Ce qui nous semble en jeu, c’est l’objectif de la connaissance, de toute connaissance. Effectuons une pause sur cet enjeu.

 

5- LA SOCIOLOGIE DE LA CONNAISSANCE

Avec la complexité, les pendules sont remis à l’heure : le sociologue devient un simple apprenant, sans tour d’ivoire d’érudition. Toutes les cultures et civilisations peuvent et doivent s’attabler pour résoudre les problèmes de notre commune humanité en péril. Dans ce sens, Edgar Morin ouvre une brèche importante dans le sillon de la culture humaniste : « Chaque culture a ses vertus et ses superstitions. Il en est ainsi de la nôtre dont je suis loin de méconnaître les vertus, mais dont je dois reconnaître les illusions et les carences. C’est pourquoi je crois à une symbiose des civilisations. »

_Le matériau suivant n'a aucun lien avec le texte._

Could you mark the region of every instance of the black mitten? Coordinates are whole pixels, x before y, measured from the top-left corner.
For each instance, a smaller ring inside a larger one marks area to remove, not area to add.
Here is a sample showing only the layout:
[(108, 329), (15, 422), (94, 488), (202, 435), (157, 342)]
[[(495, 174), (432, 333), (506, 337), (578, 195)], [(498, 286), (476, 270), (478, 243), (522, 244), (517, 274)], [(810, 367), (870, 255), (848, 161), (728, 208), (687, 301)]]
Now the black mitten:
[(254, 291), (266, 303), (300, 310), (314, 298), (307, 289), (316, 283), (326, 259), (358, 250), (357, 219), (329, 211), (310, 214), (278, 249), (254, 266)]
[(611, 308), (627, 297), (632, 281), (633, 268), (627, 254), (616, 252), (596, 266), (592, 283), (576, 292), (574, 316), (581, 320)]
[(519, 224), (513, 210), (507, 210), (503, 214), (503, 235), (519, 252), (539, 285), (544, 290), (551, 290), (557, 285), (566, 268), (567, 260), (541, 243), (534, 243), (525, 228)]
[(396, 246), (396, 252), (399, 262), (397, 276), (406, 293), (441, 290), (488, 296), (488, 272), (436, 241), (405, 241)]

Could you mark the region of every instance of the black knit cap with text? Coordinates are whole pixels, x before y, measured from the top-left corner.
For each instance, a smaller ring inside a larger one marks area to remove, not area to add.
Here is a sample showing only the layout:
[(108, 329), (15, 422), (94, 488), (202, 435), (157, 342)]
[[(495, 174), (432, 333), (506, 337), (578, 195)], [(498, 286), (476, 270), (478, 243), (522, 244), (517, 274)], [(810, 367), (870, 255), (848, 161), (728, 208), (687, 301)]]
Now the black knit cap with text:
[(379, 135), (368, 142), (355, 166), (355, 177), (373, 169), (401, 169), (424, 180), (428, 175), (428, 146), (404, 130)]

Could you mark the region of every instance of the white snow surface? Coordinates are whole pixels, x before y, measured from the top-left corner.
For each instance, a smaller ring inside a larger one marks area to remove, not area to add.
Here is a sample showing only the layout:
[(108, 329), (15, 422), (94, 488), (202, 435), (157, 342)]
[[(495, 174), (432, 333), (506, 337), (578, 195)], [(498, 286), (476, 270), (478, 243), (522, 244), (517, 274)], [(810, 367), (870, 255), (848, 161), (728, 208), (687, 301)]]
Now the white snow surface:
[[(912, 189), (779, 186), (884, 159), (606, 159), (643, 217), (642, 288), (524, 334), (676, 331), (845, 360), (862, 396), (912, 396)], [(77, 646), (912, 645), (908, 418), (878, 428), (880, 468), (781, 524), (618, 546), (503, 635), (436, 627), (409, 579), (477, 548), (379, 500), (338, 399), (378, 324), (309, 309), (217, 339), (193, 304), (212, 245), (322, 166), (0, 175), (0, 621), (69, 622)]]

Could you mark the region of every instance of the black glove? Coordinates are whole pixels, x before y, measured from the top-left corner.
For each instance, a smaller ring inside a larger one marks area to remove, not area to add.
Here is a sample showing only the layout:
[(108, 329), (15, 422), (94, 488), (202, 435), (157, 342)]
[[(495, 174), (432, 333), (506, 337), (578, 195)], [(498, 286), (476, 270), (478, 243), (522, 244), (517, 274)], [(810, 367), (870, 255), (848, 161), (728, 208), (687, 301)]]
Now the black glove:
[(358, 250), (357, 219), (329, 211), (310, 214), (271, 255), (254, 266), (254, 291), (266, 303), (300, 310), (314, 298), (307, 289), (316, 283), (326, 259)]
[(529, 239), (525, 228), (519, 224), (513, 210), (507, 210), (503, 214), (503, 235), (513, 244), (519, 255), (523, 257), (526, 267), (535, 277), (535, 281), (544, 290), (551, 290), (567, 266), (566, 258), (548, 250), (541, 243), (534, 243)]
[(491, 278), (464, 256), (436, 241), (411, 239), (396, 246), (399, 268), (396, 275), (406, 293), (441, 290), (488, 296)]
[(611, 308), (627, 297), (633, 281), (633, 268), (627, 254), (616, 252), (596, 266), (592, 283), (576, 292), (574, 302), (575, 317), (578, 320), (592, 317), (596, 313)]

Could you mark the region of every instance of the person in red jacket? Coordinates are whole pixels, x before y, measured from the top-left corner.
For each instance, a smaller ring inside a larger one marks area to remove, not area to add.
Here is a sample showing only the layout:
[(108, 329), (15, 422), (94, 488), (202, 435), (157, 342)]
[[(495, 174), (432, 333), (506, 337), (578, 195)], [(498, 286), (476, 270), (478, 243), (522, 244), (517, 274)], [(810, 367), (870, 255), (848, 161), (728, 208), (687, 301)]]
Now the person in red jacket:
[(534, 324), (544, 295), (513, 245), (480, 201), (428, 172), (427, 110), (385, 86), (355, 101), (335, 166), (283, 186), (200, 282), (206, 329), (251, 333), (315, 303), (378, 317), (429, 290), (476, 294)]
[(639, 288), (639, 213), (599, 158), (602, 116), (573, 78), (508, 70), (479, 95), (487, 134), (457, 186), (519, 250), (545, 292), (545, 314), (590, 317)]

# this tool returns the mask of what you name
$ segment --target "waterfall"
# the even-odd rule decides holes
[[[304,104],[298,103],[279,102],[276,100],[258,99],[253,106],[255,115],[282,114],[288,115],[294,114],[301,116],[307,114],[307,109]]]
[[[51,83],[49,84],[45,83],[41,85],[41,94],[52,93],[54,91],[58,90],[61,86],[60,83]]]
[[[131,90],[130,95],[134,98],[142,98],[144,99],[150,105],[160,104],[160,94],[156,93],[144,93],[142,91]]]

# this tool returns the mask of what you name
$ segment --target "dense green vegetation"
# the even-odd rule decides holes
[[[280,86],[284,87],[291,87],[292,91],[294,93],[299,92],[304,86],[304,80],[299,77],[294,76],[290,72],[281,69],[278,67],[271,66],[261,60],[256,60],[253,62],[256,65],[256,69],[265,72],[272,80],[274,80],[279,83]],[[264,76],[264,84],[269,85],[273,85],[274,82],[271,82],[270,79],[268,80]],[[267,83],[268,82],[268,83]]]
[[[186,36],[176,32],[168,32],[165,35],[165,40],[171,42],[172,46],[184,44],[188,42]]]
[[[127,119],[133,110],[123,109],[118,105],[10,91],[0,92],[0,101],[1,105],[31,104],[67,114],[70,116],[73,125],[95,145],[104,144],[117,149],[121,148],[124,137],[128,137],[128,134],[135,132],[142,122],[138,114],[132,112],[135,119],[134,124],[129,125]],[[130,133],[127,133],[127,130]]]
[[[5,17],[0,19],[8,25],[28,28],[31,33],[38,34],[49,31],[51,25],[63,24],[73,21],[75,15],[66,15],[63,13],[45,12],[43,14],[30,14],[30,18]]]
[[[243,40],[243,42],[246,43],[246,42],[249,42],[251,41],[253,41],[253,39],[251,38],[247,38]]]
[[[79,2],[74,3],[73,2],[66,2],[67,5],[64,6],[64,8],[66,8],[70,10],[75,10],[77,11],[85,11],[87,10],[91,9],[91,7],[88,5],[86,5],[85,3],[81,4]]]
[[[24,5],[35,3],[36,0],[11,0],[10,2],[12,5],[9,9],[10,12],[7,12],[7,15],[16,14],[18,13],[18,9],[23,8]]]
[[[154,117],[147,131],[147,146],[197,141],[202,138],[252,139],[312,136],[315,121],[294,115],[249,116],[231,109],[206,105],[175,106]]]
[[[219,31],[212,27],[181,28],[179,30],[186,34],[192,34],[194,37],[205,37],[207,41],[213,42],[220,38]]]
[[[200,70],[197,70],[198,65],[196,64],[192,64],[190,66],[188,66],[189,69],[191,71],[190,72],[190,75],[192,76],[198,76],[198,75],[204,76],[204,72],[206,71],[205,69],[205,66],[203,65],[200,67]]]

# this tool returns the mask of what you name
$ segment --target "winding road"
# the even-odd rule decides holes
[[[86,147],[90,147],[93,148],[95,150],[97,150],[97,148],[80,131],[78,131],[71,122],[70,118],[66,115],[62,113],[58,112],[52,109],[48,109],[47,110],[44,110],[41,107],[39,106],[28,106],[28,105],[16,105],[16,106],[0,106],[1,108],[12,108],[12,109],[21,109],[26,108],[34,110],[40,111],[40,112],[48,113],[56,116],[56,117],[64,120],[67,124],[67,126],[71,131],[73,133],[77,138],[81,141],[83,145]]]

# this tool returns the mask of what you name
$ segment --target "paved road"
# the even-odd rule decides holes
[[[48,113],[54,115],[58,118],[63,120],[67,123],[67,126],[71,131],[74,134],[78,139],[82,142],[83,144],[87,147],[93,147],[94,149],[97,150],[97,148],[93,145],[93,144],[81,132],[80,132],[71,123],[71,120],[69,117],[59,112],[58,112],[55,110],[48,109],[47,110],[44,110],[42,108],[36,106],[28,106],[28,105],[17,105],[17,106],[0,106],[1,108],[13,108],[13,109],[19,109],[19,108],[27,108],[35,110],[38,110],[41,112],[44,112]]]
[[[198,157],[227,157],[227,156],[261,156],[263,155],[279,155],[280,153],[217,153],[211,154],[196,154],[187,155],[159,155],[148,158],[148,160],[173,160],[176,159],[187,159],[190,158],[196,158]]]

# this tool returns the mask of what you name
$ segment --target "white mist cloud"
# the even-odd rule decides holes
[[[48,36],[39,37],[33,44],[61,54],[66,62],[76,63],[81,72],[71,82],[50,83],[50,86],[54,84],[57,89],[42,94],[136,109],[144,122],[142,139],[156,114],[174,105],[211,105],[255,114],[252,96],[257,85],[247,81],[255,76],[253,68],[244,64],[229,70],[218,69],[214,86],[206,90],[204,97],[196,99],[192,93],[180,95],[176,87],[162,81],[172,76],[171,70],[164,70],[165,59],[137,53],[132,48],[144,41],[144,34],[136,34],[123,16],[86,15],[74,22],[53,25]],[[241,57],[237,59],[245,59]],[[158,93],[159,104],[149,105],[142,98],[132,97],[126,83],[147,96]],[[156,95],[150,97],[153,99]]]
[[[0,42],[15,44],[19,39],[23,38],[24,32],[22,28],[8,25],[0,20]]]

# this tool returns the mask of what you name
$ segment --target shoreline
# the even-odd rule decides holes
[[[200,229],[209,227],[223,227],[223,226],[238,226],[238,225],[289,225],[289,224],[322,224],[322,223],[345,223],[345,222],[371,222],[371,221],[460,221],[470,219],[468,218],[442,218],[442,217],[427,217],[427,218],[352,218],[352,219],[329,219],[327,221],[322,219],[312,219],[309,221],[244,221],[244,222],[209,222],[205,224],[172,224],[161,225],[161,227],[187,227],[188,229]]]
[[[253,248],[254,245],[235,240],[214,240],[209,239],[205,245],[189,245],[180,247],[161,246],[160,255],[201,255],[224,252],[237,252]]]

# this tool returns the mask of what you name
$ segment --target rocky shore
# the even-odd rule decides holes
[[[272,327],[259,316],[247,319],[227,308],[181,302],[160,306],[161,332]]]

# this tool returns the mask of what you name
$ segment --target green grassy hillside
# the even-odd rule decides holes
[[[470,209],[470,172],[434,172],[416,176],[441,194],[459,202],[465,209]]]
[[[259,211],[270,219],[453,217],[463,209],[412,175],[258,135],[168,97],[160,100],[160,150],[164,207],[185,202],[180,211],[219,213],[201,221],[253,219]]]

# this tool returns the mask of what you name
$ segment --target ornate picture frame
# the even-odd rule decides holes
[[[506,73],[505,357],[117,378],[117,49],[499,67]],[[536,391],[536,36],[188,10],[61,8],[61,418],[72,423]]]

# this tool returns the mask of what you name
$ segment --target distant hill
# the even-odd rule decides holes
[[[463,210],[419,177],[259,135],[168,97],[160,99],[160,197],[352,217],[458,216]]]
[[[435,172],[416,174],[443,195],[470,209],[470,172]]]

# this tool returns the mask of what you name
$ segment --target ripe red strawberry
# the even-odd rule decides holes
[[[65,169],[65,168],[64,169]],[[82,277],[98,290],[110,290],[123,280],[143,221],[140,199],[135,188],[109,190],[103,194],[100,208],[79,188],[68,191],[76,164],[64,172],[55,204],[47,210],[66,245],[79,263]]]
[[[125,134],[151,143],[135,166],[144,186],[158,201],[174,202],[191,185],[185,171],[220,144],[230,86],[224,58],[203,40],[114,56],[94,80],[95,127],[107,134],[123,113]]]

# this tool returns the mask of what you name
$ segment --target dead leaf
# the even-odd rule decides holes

Mieux encore, il en appelle à une convergence épistémologique des différentes sphères des savoirs en vue de transcender, autant que faire se peut, les particularismes civilisationnels :

« Les sagesses africaine, indienne, amérindienne doivent se mêler à nos Lumières, éclairantes mais aussi tellement aveuglantes. Nous devons cesser de nous considérer comme les maîtres pour devenir des partenaires dans le ‘’grand rendez-vous du donner et du recevoir’’ dont rêvait Léopold Sédar Senghor. »

Nous voici contraints d’élaborer les termes d’une sociologie de la connaissance intégrant enfin toutes les dimensions, à la fois sociétales, culturelles, affectives, physiques, scientifiques, ethnométhodologiques, etc.

Toutes ces dimensions doivent être prises en compte dans l’élaboration des thèmes de référence de la culture-monde.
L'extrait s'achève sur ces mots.